Member of the National Assembly
- In office 14 May 2010 – 5 May 2014

Personal details
- Born: 29 September 1961 (age 64) Budapest, Hungary
- Party: Fidesz
- Children: 2
- Profession: journalist, politician

= Erzsébet Menczer =

Hungarian journalist and politician

Erzsébet Menczer (born 29 September 1961) is a Hungarian journalist and politician, member of the National Assembly (MP) for Óbuda-Békásmegyer (Budapest Constituency III) from 2010 to 2014. She was a member of the Committee on Cultural and Press Affairs since 14 May 2010. She became a member of the Defence and Internal Security Committee on 11 February 2013.

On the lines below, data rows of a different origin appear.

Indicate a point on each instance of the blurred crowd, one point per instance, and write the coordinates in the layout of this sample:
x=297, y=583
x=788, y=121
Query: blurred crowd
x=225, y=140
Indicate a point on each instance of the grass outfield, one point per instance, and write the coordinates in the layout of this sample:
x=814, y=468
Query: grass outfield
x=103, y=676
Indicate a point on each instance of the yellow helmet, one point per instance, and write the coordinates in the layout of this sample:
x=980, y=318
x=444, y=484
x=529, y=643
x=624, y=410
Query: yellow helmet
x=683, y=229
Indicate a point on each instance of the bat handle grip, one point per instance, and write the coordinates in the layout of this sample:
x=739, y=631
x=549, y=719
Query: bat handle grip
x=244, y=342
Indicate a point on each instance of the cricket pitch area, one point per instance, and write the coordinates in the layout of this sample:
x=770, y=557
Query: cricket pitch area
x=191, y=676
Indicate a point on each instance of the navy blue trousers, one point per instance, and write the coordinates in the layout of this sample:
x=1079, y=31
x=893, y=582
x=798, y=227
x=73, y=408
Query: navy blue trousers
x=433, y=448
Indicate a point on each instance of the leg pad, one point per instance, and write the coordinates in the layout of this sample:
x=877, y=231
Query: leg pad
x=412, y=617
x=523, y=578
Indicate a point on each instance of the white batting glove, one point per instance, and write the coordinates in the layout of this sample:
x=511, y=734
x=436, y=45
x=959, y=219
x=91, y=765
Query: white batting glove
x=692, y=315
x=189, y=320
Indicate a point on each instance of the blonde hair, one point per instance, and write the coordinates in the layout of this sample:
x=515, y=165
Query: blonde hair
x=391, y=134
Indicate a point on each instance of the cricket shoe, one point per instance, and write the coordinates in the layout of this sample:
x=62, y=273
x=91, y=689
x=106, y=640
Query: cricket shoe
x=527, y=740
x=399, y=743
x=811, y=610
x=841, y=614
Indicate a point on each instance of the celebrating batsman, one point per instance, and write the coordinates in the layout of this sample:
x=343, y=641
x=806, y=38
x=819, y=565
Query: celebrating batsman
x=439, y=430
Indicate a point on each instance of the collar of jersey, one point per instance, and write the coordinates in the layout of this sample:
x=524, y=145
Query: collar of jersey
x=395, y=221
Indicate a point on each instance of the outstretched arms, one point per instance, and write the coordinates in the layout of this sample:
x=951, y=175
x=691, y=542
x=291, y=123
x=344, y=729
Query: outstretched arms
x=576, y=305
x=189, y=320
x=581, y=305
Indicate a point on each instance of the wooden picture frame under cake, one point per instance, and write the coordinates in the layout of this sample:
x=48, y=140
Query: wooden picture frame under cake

She was defeated by Socialist politician László Kiss in the 2014 parliamentary election. Before the election, it was revealed that Menczer's son and his fiancée were received municipal flats illegally by the local government in Békásmegyer. During the voting, Menczer also voted in favour of renting. Later in March 2014, the Democratic Coalition (DK) accused that one of their activists was physically assaulted by Menczer during a campaign event. Menczer denied and refused the charges. Menczer again ran as a candidate in Óbuda-Békásmegyer constituency, but was defeated by Dialogue for Hungary (PM) politician Tímea Szabó in the 2018 parliamentary election.

==Personal life==
She is married and has two children.